ANDREJ PLENKOVIĆ, Prime Minister of Croatia, citing the Russian Federation’s aggression against Ukraine — with partial mobilization in effect and sham referenda — noted that three decades ago, his country was war-ravaged and in jeopardy, facing armed aggression with almost a third of its territory occupied. The Croatian people know what it means to be under attack and what it takes to defend their homeland. Today, it is an exporter of peace and stability, a humanitarian donor worldwide, a popular tourist destination, and produces the fastest electric car in the world. Success was possible, he affirmed, if one was determined and had a vision of the future. Croatia immediately and unequivocally extended support and solidarity to Ukraine — political, humanitarian, economic and military — as to do otherwise would be a betrayal of the principles and values its people hold dear. This time around, he noted, Europe and its partners came together to stand up to aggression.
While democratic systems are challenged by the fallacious and dangerous thesis that autocracy is ultimately a more efficient and pragmatic way to govern — and national dialogues are distorted by disinformation, fake news and hybrid attacks — “on the cross-road between democracy and autocracy, our choice should remain clear,” he stressed. The international community must stand united and step up efforts in reorganizing energy supply lines. “We cannot accept extortion, and we cannot be held hostage over food and energy,” he stated.
Croatia is contributing by its liquefied natural gas terminal on the Adriatic island of Krk — and beyond ensuring its own needs, is now able to supply its neighbours and other countries in Central Europe. Almost half of the country’s electricity production is already coming from renewables. Citing the intolerable imbalance in greenhouse gas emissions — the richest 1 per cent in the world are responsible for 15 per cent — he noted his Government was working to alleviate the burden of the energy crisis for households and businesses, schools and hospitals, implementing a national package worth more than 6 per cent of gross domestic product (GDP).

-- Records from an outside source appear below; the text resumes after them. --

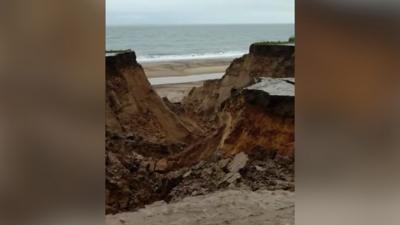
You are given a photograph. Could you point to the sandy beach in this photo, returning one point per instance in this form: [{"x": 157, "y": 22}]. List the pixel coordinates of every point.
[
  {"x": 185, "y": 67},
  {"x": 159, "y": 73}
]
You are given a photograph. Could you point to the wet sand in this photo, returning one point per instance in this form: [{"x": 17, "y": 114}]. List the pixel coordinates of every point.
[
  {"x": 164, "y": 75},
  {"x": 239, "y": 207},
  {"x": 185, "y": 67}
]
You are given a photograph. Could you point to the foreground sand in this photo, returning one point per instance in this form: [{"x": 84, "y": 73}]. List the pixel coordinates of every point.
[
  {"x": 185, "y": 67},
  {"x": 236, "y": 207}
]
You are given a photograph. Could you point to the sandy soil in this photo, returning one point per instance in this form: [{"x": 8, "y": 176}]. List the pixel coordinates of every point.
[
  {"x": 185, "y": 67},
  {"x": 235, "y": 207},
  {"x": 175, "y": 92}
]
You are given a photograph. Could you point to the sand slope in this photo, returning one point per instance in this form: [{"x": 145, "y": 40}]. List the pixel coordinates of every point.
[{"x": 235, "y": 207}]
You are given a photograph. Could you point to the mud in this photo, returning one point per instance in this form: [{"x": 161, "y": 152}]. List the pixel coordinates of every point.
[{"x": 234, "y": 135}]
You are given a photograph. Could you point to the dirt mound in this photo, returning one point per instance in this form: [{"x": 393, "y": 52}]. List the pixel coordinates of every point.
[
  {"x": 133, "y": 106},
  {"x": 275, "y": 61},
  {"x": 158, "y": 150}
]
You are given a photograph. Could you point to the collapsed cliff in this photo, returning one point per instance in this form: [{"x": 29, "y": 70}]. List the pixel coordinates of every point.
[
  {"x": 275, "y": 61},
  {"x": 132, "y": 106},
  {"x": 237, "y": 132}
]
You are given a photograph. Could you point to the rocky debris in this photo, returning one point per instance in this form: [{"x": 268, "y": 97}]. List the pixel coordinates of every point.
[
  {"x": 236, "y": 207},
  {"x": 158, "y": 151},
  {"x": 276, "y": 61},
  {"x": 274, "y": 86},
  {"x": 239, "y": 171},
  {"x": 133, "y": 105},
  {"x": 238, "y": 162}
]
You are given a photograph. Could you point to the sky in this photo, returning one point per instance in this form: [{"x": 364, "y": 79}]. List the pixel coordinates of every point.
[{"x": 161, "y": 12}]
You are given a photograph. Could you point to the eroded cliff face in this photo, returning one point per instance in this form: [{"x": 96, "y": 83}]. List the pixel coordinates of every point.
[
  {"x": 275, "y": 61},
  {"x": 233, "y": 132},
  {"x": 133, "y": 106}
]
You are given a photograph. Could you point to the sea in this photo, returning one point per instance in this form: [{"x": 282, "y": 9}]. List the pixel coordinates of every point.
[{"x": 179, "y": 42}]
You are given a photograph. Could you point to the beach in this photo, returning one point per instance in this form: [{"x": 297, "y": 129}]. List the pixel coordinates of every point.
[
  {"x": 174, "y": 79},
  {"x": 185, "y": 67}
]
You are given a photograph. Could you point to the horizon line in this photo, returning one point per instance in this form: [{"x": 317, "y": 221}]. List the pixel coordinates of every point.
[{"x": 199, "y": 24}]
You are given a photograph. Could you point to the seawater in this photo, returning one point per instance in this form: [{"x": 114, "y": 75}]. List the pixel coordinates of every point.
[{"x": 158, "y": 43}]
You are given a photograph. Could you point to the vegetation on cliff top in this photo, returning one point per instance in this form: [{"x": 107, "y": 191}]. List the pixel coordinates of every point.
[{"x": 291, "y": 40}]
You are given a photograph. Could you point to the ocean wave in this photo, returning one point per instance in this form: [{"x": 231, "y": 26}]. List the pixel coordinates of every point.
[{"x": 161, "y": 58}]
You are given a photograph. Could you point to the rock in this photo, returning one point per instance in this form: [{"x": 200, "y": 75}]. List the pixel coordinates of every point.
[
  {"x": 232, "y": 177},
  {"x": 222, "y": 163},
  {"x": 238, "y": 162},
  {"x": 161, "y": 165},
  {"x": 188, "y": 173},
  {"x": 261, "y": 169}
]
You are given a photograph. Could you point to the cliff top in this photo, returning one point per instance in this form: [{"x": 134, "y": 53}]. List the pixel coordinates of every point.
[{"x": 275, "y": 86}]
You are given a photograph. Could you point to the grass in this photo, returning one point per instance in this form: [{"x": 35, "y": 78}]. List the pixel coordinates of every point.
[{"x": 291, "y": 40}]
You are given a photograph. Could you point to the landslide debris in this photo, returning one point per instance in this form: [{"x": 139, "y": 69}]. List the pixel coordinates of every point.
[
  {"x": 275, "y": 61},
  {"x": 236, "y": 133}
]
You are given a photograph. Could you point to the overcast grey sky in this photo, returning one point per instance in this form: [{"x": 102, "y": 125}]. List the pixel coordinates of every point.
[{"x": 125, "y": 12}]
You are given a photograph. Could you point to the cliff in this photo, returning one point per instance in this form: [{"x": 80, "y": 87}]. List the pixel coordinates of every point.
[
  {"x": 235, "y": 131},
  {"x": 263, "y": 60},
  {"x": 132, "y": 106}
]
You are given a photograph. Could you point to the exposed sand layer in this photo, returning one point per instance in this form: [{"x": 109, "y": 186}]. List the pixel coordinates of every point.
[
  {"x": 184, "y": 79},
  {"x": 186, "y": 67},
  {"x": 175, "y": 92},
  {"x": 235, "y": 207}
]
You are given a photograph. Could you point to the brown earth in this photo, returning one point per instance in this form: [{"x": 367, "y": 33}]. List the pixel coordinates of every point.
[
  {"x": 222, "y": 136},
  {"x": 262, "y": 60}
]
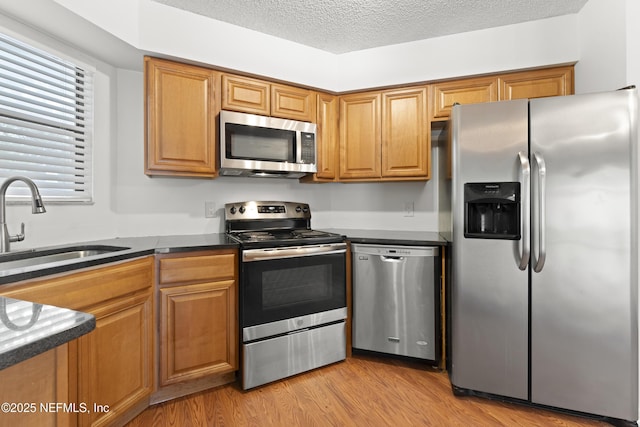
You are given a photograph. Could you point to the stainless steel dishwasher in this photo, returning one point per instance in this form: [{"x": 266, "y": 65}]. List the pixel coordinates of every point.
[{"x": 395, "y": 294}]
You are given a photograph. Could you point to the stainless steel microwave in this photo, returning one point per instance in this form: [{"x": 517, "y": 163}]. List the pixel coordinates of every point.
[{"x": 261, "y": 146}]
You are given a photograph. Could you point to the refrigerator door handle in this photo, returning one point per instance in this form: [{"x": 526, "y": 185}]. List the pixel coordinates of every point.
[
  {"x": 540, "y": 226},
  {"x": 525, "y": 172}
]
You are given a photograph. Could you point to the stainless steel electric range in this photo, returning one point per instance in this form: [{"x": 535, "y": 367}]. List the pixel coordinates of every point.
[{"x": 292, "y": 290}]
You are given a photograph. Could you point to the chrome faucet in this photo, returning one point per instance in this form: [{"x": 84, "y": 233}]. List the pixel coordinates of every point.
[{"x": 36, "y": 207}]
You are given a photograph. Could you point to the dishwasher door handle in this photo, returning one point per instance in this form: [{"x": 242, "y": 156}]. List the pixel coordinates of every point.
[{"x": 392, "y": 258}]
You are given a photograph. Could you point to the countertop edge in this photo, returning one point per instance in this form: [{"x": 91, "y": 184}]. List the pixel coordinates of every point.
[{"x": 27, "y": 351}]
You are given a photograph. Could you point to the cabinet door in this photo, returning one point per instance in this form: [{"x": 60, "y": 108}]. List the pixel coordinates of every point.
[
  {"x": 466, "y": 91},
  {"x": 37, "y": 385},
  {"x": 295, "y": 103},
  {"x": 537, "y": 84},
  {"x": 180, "y": 119},
  {"x": 197, "y": 331},
  {"x": 327, "y": 137},
  {"x": 245, "y": 95},
  {"x": 115, "y": 361},
  {"x": 360, "y": 136},
  {"x": 405, "y": 133}
]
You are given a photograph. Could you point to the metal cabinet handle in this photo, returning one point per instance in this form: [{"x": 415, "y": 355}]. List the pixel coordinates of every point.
[
  {"x": 525, "y": 172},
  {"x": 540, "y": 227}
]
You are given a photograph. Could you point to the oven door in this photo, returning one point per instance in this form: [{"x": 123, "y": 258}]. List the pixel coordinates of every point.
[{"x": 290, "y": 282}]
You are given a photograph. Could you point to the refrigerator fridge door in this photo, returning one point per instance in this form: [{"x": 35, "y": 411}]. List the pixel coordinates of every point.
[
  {"x": 584, "y": 350},
  {"x": 489, "y": 293}
]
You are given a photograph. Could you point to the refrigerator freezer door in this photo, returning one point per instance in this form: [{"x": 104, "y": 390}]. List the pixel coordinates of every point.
[
  {"x": 584, "y": 351},
  {"x": 489, "y": 293}
]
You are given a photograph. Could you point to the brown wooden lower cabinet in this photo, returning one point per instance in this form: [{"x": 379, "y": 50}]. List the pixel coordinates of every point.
[
  {"x": 109, "y": 376},
  {"x": 197, "y": 315},
  {"x": 115, "y": 369},
  {"x": 109, "y": 371},
  {"x": 34, "y": 390}
]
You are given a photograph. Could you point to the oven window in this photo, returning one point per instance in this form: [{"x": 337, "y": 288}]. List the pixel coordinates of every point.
[
  {"x": 289, "y": 287},
  {"x": 279, "y": 289},
  {"x": 256, "y": 143}
]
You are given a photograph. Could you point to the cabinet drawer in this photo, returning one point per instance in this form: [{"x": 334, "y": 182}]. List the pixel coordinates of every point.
[
  {"x": 84, "y": 289},
  {"x": 197, "y": 268}
]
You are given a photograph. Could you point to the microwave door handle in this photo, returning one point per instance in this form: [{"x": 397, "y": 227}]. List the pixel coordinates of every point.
[{"x": 525, "y": 215}]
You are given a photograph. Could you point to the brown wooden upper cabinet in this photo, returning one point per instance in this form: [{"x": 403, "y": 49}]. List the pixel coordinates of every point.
[
  {"x": 197, "y": 317},
  {"x": 556, "y": 81},
  {"x": 327, "y": 136},
  {"x": 180, "y": 109},
  {"x": 384, "y": 135},
  {"x": 536, "y": 84},
  {"x": 464, "y": 91},
  {"x": 256, "y": 96}
]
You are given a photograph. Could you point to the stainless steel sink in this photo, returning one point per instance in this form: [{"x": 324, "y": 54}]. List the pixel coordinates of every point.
[{"x": 41, "y": 257}]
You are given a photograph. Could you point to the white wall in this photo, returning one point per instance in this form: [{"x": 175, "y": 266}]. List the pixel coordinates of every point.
[
  {"x": 603, "y": 46},
  {"x": 129, "y": 203}
]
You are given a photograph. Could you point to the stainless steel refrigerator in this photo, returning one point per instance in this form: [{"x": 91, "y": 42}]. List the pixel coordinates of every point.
[{"x": 545, "y": 251}]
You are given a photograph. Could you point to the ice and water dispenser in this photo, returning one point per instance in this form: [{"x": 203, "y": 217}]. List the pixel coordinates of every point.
[{"x": 492, "y": 210}]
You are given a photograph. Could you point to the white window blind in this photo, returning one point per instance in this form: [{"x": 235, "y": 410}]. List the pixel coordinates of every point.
[{"x": 46, "y": 123}]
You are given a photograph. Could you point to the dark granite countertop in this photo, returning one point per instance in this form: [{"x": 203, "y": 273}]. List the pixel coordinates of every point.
[
  {"x": 392, "y": 237},
  {"x": 132, "y": 247},
  {"x": 28, "y": 329}
]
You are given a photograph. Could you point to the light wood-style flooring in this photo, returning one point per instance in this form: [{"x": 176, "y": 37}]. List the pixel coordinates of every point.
[{"x": 361, "y": 391}]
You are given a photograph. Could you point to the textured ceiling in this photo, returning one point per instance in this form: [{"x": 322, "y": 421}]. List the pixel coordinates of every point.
[{"x": 340, "y": 26}]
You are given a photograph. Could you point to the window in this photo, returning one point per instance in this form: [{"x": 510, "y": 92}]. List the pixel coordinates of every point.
[{"x": 46, "y": 123}]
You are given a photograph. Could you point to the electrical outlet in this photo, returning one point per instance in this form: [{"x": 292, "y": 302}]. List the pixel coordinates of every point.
[
  {"x": 209, "y": 209},
  {"x": 408, "y": 208}
]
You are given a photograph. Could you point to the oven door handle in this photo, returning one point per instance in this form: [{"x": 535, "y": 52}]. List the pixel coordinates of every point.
[{"x": 291, "y": 252}]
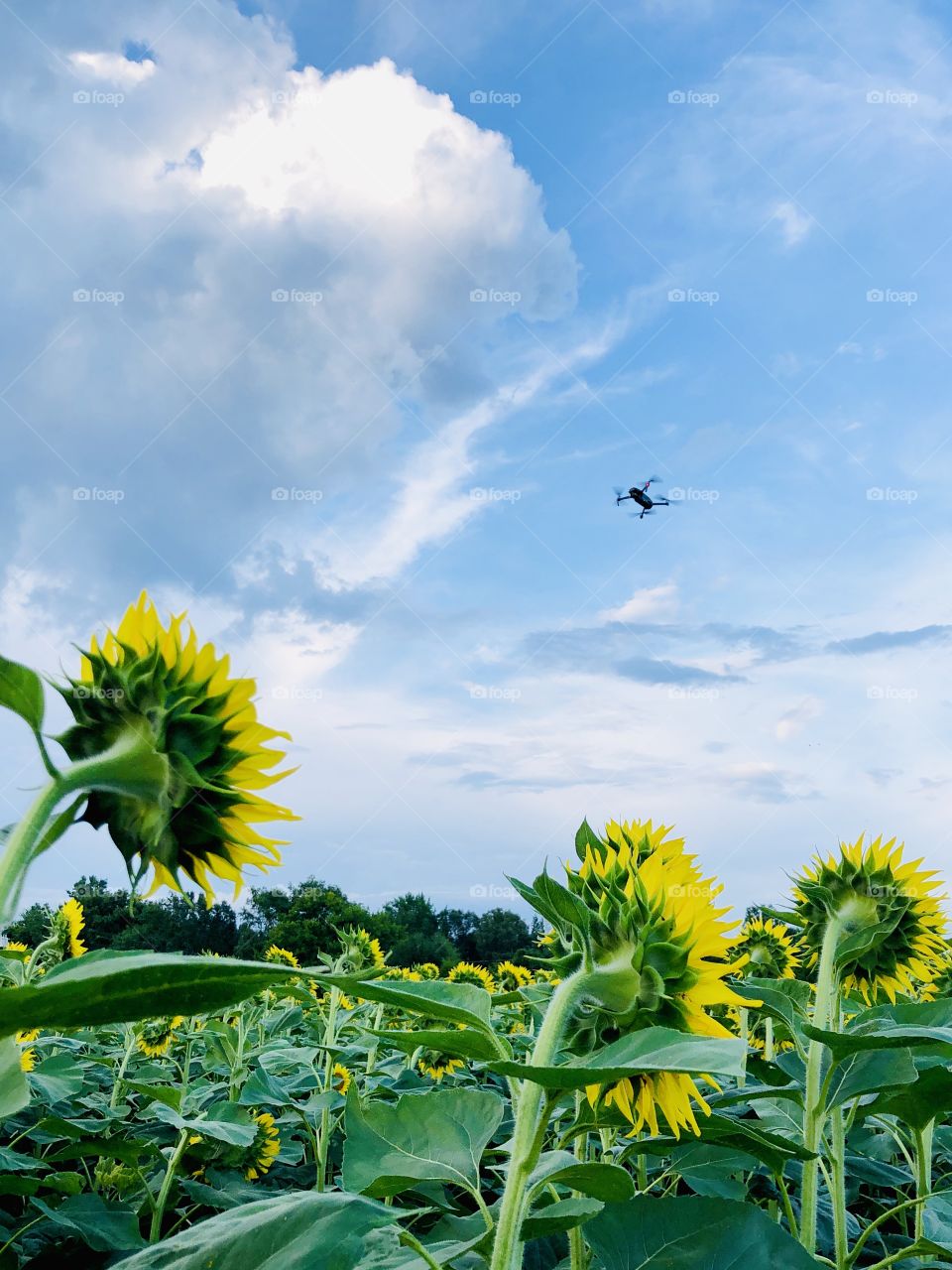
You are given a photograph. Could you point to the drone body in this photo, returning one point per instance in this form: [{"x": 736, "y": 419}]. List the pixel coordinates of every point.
[{"x": 639, "y": 494}]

Ahead of the twenty-seventh Conference of the Parties of the United Nations Framework Convention on Climate Change in Egypt, the international community must strengthen cooperation to find mechanisms and financial resources to fight climate change on national, regional and global levels. He further stated that in the coming months, Croatia would join a group of only 15 other countries that are members of the European Union, NATO, the Eurozone and the Schengen area. Croatia also pays special attention to Southeast Europe, a region still not fully integrated into the European Union.
He voiced support for a prosperous and functional Bosnia and Herzegovina, progressing firmly on the path to membership. However, as Bosniak political leaders have publicly admitted they had no true intention to come to a deal over electoral reform in line with the Constitutional Court verdict, the only way forward remains for High Representative Christian Schmidt to use his powers to ensure legitimate representation and equality of Bosnian Croats in the country’s institutions. As the least numerous among the constituent peoples, he stated the Croats in Bosnia-Herzegovina demand no favours, only equality. On the international scene, “we must build, protect and defend, and stand up to those who destroy, lie and loot,” he stressed. As the world witnesses aggression and atrocities on European soil again, and the rule of power threatens to bring the world order down, “we owe it to future generations to be on the right side of history.” The international community must foster unity and stand with Ukraine in the fight for its own existence.